月草に衣は摺らむ朝露に 濡れての後は移ろひぬとも 万葉集
月草は、露草の古名です。昔はこの花の汁で布や紙を染めたので「着き草」や、臼で搗く「搗き草」が転じたとされ、かつては染料として栽培されていましたが、この摺り染めでは色が定着せずに消えてしまうので、はかない恋の象徴として歌に詠まれました。
朝咲き夕は消ぬる月草の 消ぬべき恋も我はするかも 万葉集
友禅染めの下絵に使われている青花(あおばな)は、この露草の栽培品種です。染まりやすいけれど水に溶けて褪せやすいこと、早朝に咲いてしぼんでいく一日花であること、はかなく消えてゆく朝露のイメージなどが重なって、月草は露草と呼ばれるようになったようです。
小さな露草の花に宿るつゆは、前夜の月の雫を宿したかのようにみえますが、実際の露草のつゆは大気の結露ではなく、自らの水孔から排出した水だそうです。つゆを宿した露草のみずみずしさ、吸い込まれそうな澄んだ青。おしべの黄色がいっそう、青を引き立てて鮮やかにみえます。

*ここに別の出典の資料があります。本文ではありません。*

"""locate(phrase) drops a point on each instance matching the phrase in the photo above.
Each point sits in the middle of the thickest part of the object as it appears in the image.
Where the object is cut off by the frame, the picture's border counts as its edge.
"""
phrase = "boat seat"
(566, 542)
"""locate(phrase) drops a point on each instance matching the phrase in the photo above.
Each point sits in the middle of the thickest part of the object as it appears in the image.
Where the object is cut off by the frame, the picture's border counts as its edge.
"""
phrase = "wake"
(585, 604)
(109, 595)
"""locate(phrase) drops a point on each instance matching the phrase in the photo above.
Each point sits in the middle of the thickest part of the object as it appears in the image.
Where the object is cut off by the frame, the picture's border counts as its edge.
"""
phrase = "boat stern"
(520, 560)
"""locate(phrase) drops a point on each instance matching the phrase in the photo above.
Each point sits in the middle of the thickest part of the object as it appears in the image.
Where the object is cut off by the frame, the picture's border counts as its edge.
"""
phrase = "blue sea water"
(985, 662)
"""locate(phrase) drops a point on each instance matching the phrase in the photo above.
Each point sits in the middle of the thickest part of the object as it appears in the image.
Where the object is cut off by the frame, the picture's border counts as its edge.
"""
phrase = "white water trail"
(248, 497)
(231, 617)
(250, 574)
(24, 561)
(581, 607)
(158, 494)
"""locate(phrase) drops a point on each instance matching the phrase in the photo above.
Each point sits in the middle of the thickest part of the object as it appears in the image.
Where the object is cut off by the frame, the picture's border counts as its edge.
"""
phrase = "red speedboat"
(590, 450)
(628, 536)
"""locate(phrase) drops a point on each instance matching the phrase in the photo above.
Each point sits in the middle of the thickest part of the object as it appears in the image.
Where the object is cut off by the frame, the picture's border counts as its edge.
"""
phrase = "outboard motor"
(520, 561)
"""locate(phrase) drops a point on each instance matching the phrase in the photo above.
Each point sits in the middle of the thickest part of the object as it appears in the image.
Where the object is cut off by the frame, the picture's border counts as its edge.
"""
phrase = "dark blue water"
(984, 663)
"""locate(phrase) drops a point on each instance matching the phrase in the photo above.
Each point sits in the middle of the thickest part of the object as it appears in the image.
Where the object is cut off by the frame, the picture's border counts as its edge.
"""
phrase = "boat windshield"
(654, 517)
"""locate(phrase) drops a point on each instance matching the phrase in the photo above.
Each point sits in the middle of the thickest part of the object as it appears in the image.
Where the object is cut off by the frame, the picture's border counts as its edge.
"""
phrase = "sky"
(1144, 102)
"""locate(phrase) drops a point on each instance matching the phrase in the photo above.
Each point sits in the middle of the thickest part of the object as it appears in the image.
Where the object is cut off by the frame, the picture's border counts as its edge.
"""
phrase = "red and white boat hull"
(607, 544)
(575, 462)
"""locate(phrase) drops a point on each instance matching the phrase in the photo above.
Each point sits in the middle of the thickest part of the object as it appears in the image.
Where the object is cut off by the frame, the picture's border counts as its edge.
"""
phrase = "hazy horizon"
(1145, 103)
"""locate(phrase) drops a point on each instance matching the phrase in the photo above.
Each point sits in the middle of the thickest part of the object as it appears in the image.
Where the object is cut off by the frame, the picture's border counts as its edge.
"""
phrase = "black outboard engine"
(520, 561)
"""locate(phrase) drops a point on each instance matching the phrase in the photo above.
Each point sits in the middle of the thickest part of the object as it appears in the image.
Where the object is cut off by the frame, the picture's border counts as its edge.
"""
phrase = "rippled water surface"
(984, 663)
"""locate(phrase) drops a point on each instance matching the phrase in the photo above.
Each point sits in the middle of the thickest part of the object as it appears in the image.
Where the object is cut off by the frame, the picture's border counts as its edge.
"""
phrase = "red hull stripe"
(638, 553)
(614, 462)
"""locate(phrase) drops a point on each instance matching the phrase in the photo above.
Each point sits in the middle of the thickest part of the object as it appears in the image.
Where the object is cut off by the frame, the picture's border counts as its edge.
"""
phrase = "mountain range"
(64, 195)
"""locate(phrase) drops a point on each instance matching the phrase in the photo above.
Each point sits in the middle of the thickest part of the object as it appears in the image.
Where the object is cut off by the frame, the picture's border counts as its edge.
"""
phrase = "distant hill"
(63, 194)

朝露が多くなる初秋の季語とされていますが、実際は6月頃から咲き始め、蛍と一緒に籠に入れることから「蛍草」ともいいます。夏は蛍草、初秋は月草と呼びたくなりますが、いずれも美しい名前がついており、この花がいかに古くから人々に愛されてきたかがしのばれます。
日陰にうつむくように咲く露草の、目が醒めるような冴え冴えとした青。その美しさに驚き、じっとのぞきこんだことがあるのではないでしょうか。さまざまな青い花の中でもひと際、鮮やかな縹色(はなだいろ)。かさねの色目の「搗き草」は表が縹、裏が薄縹、着用時期は秋です。
縹色は藍染めの工程として出てくる色として知られていますが、元々この露草の色を表した色で、花色、月草色、露草色、千草色ともいいます。縹色は明るくパッと華やいだ色で、それをさらに重ねることで堅牢で深い藍が生まれます。
藍染めとしては途中経過の色ですが、江戸時代の着物や布団の裏地として使われたのが、縹色程度に染められた木綿で、花色木綿と呼ばれていました。
家賃を払えない長屋の住人が泥棒に入られ、大家さんにあれもこれも盗まれたとおおげさに嘘をつくお話が、古典落語の『花色木綿』という泥棒咄になっています。主人公は花色を高価なものと思ったのか、布団の裏地が花色木綿にはじまって、傘や紋付袴や果ては箪笥にまで、裏は花色木綿というので、笑いを誘います。花色に染められた木綿は丈夫で長持ちするため、裏地としてよく使われていたのです。
花色というとピンクを想像するかもしれませんが、この青です。紅花で薄いピンクに染められたものは一斤染め(いっこんぞめ)といい、紅花一斤で絹二反を染めた色をさします。紅花も藍と同様に、何度も染めることで真紅になりますが、一斤染めというのは紅花が非常に高価だったためで、一反の布を真紅に染めるには、その二十倍の紅花が必要でした。
和暦では8月7日が立秋です。梅雨空けの猛暑は土用にあたります。残暑は厳しく、暑さもピークを迎えますが、峠を越えるということは同時に小さな秋も生まれることを意味します。日中はうだるような暑さを感じますが、朝ふっと涼しい風が吹き、夕方には虫の音が少しずつ大きくなってゆきます。身近に咲く初秋の空のような花色、見つけてみてください。